Topic: Guarantees concerning references/pointers into string


Author: John Max Skaller <maxtal@suphys.physics.su.oz.au>
Date: 1996/01/28
Raw View
J. Kanze wrote:

>         a = "A lot of junk" ;
>         a.reserve( 100 ) ;
>         char*               p1 = &a[ 1 ] ;
>         //  b = a ;
>         a.insert( 6 , "---" ) ;
>         char*               p2 = &a[ 1 ] ;
>         cout << "Reserve test: " << (p1 == p2 ? "Passed" : "Failed") << endl ;
>
> As I interpret the standard, the above is required to work.

 I agree. It should work.


> The presense of
> `reserve' makes copy on write anything but trivial to implement
> correctly.  (The exact case above is actually easy to avoid, and I'm
> surprised that g++ has the error.  But try uncommenting the assignment
> in the above code, and it becomes considerably more difficult to avoid
> the problem.)

 I do NOT understand. There is a problem with
copy on write implementations, but it has nothing to do with
reserve(). Rather, the problem occurs because of aliasing:

 void f(string &x, string const &y) {
  char &ch = y[0];
  x = "fred";
 }

Is "ch" assured? Nope:

 string s = "Hi";
 f(s,s);


Consider now:

 void f(string &x, string const &y) {
  char &ch = y[0];
  cout << x[0] << ch;
 }

Here, ch might _still_ be invalidated even though there
is no write operation -- merely binding a non-const
lvalue into the string _potentially_ allows writing,
and the string class has no choice but to do the copy
immediately. C++ overloads on the constness of the object
and not whether the context is an lvalue or rvalue context.

> One further question occurs: when may reallocation (and the resulting
> invalidation of the pointers) occur when reserve has not been called?
> For example, is the following guaranteed to work as expected:
>
>     string              s ;
>     size_t              i , j ;
>     assert( i < s.size() , j < s.size() ) ;
>     s[ i ] = s[ j ] ;
>
> I would like for the last statement to be well defined, but according to
> my reading of the standard, it isn't.  Reallocation is allowed in the
> non-const version of operator[] (and must be, if copy on write is to be
> a legal implementation).

 "must be" doesn't follow -- indexing _could_ return
a proxy object rather than a reference, couldn't it?

> This operator is called twice in the
> expression, and the compiler could very easily (and legally) generate
> both calls before using either of the results.  But if the second call
> reallocates, the reference returned by the first call is invalidated.
> (I cannot actually conceive of an implementation in which the second
> call reallocates, but I cannot find anything in the draft to guarantee
> that it won't.)

A naive COW implementation in which the "first" evaluated index operator
is the RHS above and for which a const alias is used will
invoke the CONST indexing operator, while evaluating
the LHS invokes the NONCONST indexing operator and triggers
reallocation.
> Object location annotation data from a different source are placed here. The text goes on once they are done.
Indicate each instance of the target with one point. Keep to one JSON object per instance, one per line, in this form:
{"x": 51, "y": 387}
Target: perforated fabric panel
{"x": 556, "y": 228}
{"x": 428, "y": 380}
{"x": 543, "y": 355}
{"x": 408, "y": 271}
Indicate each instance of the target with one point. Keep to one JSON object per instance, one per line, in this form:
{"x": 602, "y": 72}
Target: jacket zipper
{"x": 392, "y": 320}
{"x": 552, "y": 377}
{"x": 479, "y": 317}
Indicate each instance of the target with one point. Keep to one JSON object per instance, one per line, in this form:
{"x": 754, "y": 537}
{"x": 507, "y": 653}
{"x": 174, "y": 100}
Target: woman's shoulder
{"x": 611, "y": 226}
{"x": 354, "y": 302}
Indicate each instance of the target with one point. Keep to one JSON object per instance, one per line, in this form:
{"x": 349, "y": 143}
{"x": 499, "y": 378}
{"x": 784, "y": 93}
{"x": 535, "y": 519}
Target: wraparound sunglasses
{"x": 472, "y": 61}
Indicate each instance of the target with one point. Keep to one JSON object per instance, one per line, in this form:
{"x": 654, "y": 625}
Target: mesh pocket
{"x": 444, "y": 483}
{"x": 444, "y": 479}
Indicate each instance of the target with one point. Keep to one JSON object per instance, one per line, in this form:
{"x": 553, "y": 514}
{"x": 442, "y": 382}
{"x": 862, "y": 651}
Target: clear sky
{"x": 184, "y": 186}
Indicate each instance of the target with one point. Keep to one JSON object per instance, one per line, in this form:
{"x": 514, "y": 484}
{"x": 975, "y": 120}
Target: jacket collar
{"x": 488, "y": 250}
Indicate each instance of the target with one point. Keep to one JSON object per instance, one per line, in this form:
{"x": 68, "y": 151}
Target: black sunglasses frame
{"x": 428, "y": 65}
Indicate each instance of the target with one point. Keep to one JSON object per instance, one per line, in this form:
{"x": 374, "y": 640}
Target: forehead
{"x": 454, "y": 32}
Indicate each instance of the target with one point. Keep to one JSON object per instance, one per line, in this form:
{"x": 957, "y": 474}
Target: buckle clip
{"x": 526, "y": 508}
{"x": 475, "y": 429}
For example:

 string s = "Hello";
 string const &cs = s;
 s[0] = cs[0];

is almost certain to fail in a naive COW implementation
if the RHS indexing happens to return a lvalue instead
of an rvalue.

Here's another case:

 s.insert(const_iterator, "x");

[No, there's nothing wrong with inserting at a const iterator.
It is the string object before the dot (.) that must be
non-const to support insertion, NOT the iterator, which merely
marks the place where the insertion is to occur.]
But calling the "insert" method might trigger a reallocation.

I would not be surprised at an implemention
which split the representation when ANY iterator
was got from the string -- const or not. The same
fix can be applied to indexing (requiring a mutable
pointer inside the string object).

Is there a rule for writing COW that makes it work???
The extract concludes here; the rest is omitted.